Vraagplanning gaat over hoeveel van wat u te verkopen heeft in de toekomst de deur uit zal gaan, bijvoorbeeld hoeveel wat niet u het volgende kwartaal zult verkopen. Hier volgen zes methodologieën die vaak worden gebruikt bij vraagplanning.

  • Statistical Forecasting
    • Deze methoden gebruiken de vraaggeschiedenis om toekomstige waarden te voorspellen. De twee meest gebruikelijke methoden zijn curve-fitting en data-afvlakking.
    • Curve-aanpassing komt overeen met een eenvoudige wiskundige functie, zoals de vergelijking voor een rechte lijn (y= a +b∙t) of een rentecurve (y=a∙bT), naar de vraaggeschiedenis. Vervolgens breidt het die lijn of curve voorwaarts in de tijd uit als de voorspelling.
    • Het gladmaken van gegevens resulteert daarentegen niet in een vergelijking. In plaats daarvan doorloopt het de geschiedenis van de vraag, waarbij gaandeweg de waarden worden gemiddeld, om een vloeiendere versie van de geschiedenis te creëren. Deze methoden worden exponentiële afvlakking en voortschrijdend gemiddelde genoemd. In het eenvoudigste geval (dat wil zeggen, bij afwezigheid van trends of seizoensinvloeden, waarvoor varianten bestaan), is het doel om het huidige gemiddelde vraagniveau te schatten en dat als voorspelling te gebruiken.
    • Deze methoden produceren “puntvoorspellingen”, dit zijn schattingen op één getal voor elke toekomstige tijdsperiode (bijvoorbeeld: “De verkoop in maart zal 218 eenheden bedragen”). Soms komen ze met schattingen van potentiële voorspellingsfouten, die zijn gebaseerd op afzonderlijke modellen voor de variabiliteit van de vraag (“De verkoop in maart zal 218 ± 120 eenheden bedragen”).
  • Probabilistic Forecasting
    • Deze benadering maakt gebruik van de willekeur van de vraag en werkt hard om de prognoseonzekerheid in te schatten. Het beschouwt prognoses minder als een oefening in het verzamelen van specifieke cijfers en meer als een oefening in risicobeheer.

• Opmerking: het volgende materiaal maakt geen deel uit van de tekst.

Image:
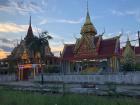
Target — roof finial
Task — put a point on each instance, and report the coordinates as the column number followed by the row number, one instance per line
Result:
column 30, row 20
column 87, row 7
column 128, row 38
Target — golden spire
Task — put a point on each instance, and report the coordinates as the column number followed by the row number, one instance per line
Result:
column 88, row 27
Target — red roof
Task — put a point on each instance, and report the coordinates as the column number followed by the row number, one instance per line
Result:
column 106, row 48
column 137, row 49
column 68, row 51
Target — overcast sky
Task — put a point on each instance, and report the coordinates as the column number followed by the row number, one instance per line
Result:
column 64, row 19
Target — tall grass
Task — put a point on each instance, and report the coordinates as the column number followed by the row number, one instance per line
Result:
column 10, row 97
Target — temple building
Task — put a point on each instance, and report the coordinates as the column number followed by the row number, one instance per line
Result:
column 131, row 54
column 91, row 53
column 26, row 62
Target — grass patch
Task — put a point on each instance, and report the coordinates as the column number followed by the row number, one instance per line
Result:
column 11, row 97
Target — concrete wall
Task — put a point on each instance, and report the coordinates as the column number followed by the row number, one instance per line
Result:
column 6, row 78
column 119, row 78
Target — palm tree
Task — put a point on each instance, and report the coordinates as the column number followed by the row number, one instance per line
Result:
column 38, row 45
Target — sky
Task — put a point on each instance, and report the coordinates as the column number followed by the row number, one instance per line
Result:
column 63, row 19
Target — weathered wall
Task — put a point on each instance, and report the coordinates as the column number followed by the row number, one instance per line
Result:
column 6, row 78
column 119, row 78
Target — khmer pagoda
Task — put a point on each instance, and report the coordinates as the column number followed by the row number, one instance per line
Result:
column 27, row 62
column 91, row 53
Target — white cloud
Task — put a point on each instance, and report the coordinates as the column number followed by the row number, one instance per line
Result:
column 22, row 7
column 3, row 54
column 12, row 27
column 118, row 13
column 16, row 28
column 134, row 13
column 45, row 21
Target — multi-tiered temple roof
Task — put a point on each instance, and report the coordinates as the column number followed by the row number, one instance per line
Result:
column 91, row 45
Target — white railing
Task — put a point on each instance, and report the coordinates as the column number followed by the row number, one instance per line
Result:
column 119, row 78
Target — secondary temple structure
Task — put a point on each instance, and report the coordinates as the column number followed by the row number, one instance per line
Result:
column 91, row 53
column 26, row 62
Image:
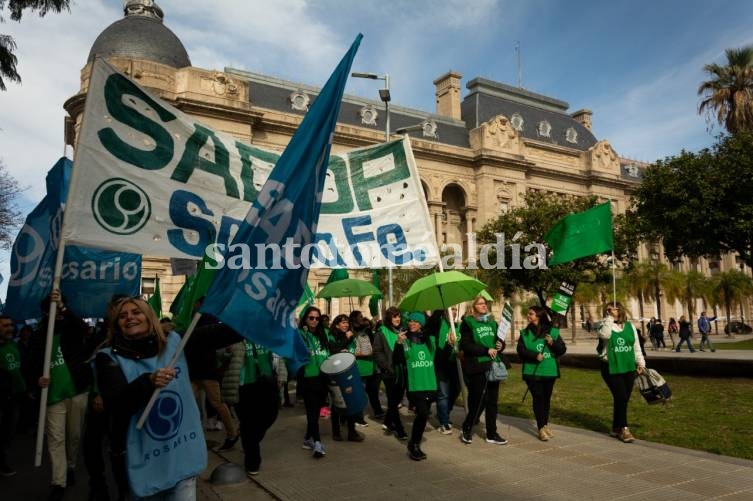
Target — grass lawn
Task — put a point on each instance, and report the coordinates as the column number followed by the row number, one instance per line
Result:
column 709, row 414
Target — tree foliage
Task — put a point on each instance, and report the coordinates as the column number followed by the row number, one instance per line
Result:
column 699, row 204
column 533, row 220
column 728, row 95
column 8, row 59
column 10, row 217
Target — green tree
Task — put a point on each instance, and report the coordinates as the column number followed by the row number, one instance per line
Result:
column 8, row 59
column 699, row 204
column 728, row 95
column 729, row 289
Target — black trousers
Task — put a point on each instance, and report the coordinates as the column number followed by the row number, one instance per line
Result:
column 482, row 394
column 621, row 386
column 395, row 391
column 314, row 393
column 541, row 391
column 257, row 408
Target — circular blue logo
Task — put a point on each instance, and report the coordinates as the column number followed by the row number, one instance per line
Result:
column 166, row 416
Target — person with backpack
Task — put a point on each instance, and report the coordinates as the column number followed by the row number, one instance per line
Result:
column 704, row 327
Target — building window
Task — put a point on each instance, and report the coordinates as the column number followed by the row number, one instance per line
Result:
column 368, row 115
column 571, row 135
column 299, row 101
column 544, row 129
column 517, row 122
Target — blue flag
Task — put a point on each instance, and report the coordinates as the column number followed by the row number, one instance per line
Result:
column 89, row 277
column 258, row 300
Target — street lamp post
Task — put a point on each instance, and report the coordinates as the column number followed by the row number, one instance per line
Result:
column 384, row 95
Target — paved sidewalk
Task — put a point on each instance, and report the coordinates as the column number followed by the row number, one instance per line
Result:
column 575, row 465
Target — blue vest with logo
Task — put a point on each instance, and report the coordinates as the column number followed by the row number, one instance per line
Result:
column 170, row 447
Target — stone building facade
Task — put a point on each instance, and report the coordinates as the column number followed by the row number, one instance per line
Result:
column 477, row 152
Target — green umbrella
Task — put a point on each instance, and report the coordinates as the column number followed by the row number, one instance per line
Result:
column 349, row 287
column 440, row 291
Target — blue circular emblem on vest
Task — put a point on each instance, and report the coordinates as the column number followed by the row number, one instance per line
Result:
column 166, row 416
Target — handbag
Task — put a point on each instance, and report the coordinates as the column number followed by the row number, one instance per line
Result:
column 497, row 372
column 653, row 387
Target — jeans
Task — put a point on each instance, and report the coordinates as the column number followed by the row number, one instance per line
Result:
column 185, row 490
column 705, row 340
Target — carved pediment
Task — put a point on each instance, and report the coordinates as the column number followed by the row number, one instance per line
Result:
column 497, row 134
column 604, row 158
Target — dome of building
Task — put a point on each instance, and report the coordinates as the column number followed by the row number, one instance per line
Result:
column 141, row 34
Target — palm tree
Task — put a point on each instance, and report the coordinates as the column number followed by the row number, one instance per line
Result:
column 730, row 288
column 729, row 93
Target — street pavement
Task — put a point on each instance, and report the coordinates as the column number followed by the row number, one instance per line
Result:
column 575, row 465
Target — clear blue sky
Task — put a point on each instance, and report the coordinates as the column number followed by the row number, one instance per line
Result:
column 635, row 64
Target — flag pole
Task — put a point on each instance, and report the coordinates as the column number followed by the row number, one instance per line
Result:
column 173, row 361
column 53, row 313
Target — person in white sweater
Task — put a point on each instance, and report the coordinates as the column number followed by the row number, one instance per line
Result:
column 620, row 351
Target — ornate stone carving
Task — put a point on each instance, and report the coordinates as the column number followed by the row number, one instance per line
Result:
column 497, row 134
column 603, row 157
column 223, row 85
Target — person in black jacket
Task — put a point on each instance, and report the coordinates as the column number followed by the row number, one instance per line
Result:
column 539, row 347
column 393, row 375
column 480, row 345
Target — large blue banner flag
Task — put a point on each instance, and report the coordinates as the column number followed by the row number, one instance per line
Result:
column 89, row 277
column 259, row 298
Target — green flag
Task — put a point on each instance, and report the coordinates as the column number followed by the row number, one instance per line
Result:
column 155, row 301
column 581, row 234
column 197, row 286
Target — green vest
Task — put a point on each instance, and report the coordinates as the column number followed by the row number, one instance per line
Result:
column 548, row 366
column 317, row 354
column 258, row 362
column 61, row 382
column 484, row 333
column 390, row 336
column 620, row 350
column 10, row 361
column 420, row 359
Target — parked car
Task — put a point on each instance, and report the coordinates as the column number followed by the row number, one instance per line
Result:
column 737, row 327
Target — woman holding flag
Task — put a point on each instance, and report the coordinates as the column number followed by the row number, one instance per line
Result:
column 620, row 352
column 164, row 458
column 539, row 347
column 311, row 385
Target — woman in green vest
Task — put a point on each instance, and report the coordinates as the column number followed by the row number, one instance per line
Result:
column 393, row 375
column 620, row 352
column 416, row 349
column 311, row 385
column 539, row 347
column 480, row 345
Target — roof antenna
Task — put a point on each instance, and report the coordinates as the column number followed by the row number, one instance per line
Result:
column 520, row 69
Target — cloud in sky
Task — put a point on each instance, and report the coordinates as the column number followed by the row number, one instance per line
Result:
column 637, row 65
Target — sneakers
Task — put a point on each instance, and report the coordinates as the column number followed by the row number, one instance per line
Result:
column 355, row 437
column 626, row 436
column 466, row 436
column 228, row 444
column 494, row 438
column 319, row 450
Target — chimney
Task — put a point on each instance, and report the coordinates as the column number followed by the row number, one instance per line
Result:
column 583, row 117
column 447, row 89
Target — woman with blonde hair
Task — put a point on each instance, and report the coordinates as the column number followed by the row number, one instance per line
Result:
column 165, row 456
column 620, row 351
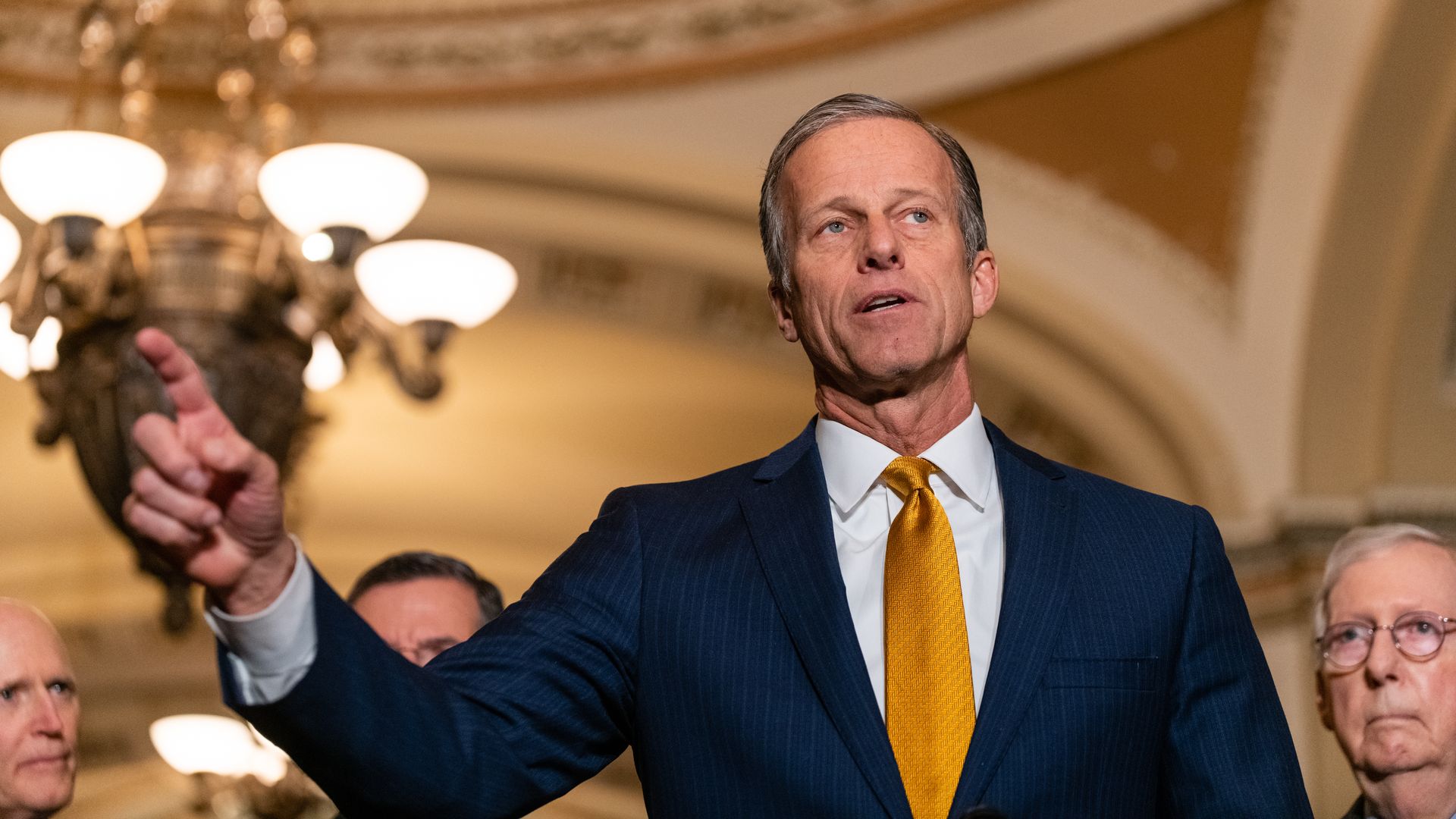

    • Het modelleert expliciet de variabiliteit in de vraag en gebruikt die om resultaten te presenteren in de vorm van grote aantallen scenario's die zijn geconstrueerd om het volledige scala aan mogelijke vraagsequenties weer te geven. Deze zijn vooral handig bij taken op het gebied van tactische leveringsplanning, zoals het instellen van bestelpunten en bestelhoeveelheden.
  • Causale voorspellingen
    • Statistische voorspellingsmodellen gebruiken als input alleen de vraaggeschiedenis van het betreffende artikel in het verleden. Ze beschouwen de op en neer gaande bewegingen in het vraagdiagram als het eindresultaat van talloze niet nader genoemde factoren (rentetarieven, de prijs van thee in China, fasen van de maan, wat dan ook). Causale voorspellingen identificeren expliciet één of meer invloeden (rentetarieven, advertentie-uitgaven, prijzen van concurrenten, …) die op plausibele wijze de verkoop kunnen beïnvloeden. Vervolgens wordt een vergelijking opgesteld die de numerieke waarden van deze ‘drivers’ of ‘causale factoren’ relateert aan de verkoop van artikelen. De coëfficiënten van de vergelijking worden geschat door middel van “regressieanalyse”.
  • Oordelende voorspellingen
    • Gouden Darm. Ondanks de algemene beschikbaarheid van klodders data, besteden sommige bedrijven weinig aandacht aan de cijfers en hechten ze meer gewicht aan de subjectieve oordelen van een leidinggevende die wordt geacht een ‘Gouden Buik’ te hebben, waardoor hij of zij ‘onderbuikgevoel’ kan gebruiken om te voorspellen wat de toekomstige vraag zal zijn. Als die persoon veel ervaring heeft, een carrière lang naar de cijfers heeft gekeken en niet vatbaar is voor wensdenken of andere vormen van cognitieve vooringenomenheid, kan de Gouden Darm een goedkope, snelle manier van plannen zijn. Maar er zijn goede aanwijzingen uit studies van bedrijven die op deze manier worden uitgevoerd, dat vertrouwen op de Gouden Gut riskant is.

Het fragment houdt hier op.